A lot of police officers, and not a few prosecuting and defense attorneys, believe that Terry v. Ohio means that if you can stop 'em, you can frisk 'em. Not so. The courts have rather consistently observed that each of the intrusions permitted by Terry - the stop, and the protective search for weapons - requires an independent basis: even where a reasonable suspicion of criminal activity exists, a frisk is not permitted unless the officer can point to evidence which would lead a "reasonably prudent police officer" to believe that the suspects he's encountered are armed and dangerous. For example, in State v. Scaggs, the court agreed with the trial court's assessment that while a suspicion of criminal activity arose from defendant's crouching down behind a car, there was nothing to justify a frisk for weapons.

To be sure, it's not common for the courts to split the baby and find that reasonable suspicion existed for a stop, but not for a frisk. That's due in large part to understandable deference to concerns for safety of police officers, a concern highlighted by Judge Corrigan's dissent in State v. Jones, the case I relied upon in my hearing. In Jones, the police observed the defendants flagging down cars in the proverbial "high crime area," an activity that, as every criminal defense lawyer knows, is "consistent with drug activity." The officers approached the defendants and immediately patted them down. The majority agreed that while the officers had a sufficient basis for a stop, they didn't have any basis for a frisk. 

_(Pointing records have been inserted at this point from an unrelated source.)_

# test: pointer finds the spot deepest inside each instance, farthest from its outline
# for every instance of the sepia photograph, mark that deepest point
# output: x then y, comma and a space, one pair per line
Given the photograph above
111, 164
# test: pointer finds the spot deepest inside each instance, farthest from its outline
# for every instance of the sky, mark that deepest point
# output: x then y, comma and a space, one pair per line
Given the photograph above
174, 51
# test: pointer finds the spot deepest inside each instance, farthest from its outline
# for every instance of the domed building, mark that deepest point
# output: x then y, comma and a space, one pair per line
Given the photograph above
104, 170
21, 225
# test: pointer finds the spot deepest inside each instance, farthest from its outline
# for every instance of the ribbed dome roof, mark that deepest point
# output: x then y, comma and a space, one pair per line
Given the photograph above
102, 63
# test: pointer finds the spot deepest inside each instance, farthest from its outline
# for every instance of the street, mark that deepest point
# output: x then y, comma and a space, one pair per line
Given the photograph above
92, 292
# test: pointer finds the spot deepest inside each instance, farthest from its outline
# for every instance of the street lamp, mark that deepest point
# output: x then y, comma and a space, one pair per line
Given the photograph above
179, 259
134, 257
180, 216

At first blush, it appears that Judge Corrigan gets the better of the argument. He's correct in his observation that prior case law holds that, because of the frequent link between drugs and weapons, a frisk is "virtually automatic" in cases where drug activity is suspected.

On the other hand, there's some reason to question the "automatic" nature of that link; as the majority points out, the officer testified that of the couple of hundred arrests he had made for drug dealing, only "five or six" turned up weapons. What's more, it could be argued that the majority was too quick in conceding the reasonableness of the stop. The officers had seen nothing more than the defendants waving at vehicles - no cars stopping, no exchanges - and they didn't do anything upon the approach of the officers which corroborated any indication of criminal activity. While there was nothing to keep the police from engaging in a "consensual encounter," contending that the circumstances gave them sufficient grounds for a stop might arguably be a stretch. (State v. Scott gives an excellent explanation of the difference between a consensual encounter, a stop, and an arrest.) 

There's certainly a valid argument in favor of deference to the police on this score: they're the ones putting their lives on the line. On the other hand, a frisk poses a substantially greater intrusion upon privacy than even a vehicular stop. (If you don't believe me, imagine your neighbors driving by while you're sitting in your car with a police black-and-white with its lights flashing parked behind you. Now imagine your neighbors driving by while the police have you spread-eagled on your car, patting you down.) Given that a recent study of the NYPD showed that of every nine stop-and-frisks the police there made, only one resulted in an arrest, there's a serious question of whether the societal benefit of giving the police greater leeway in this regard is worth the costs.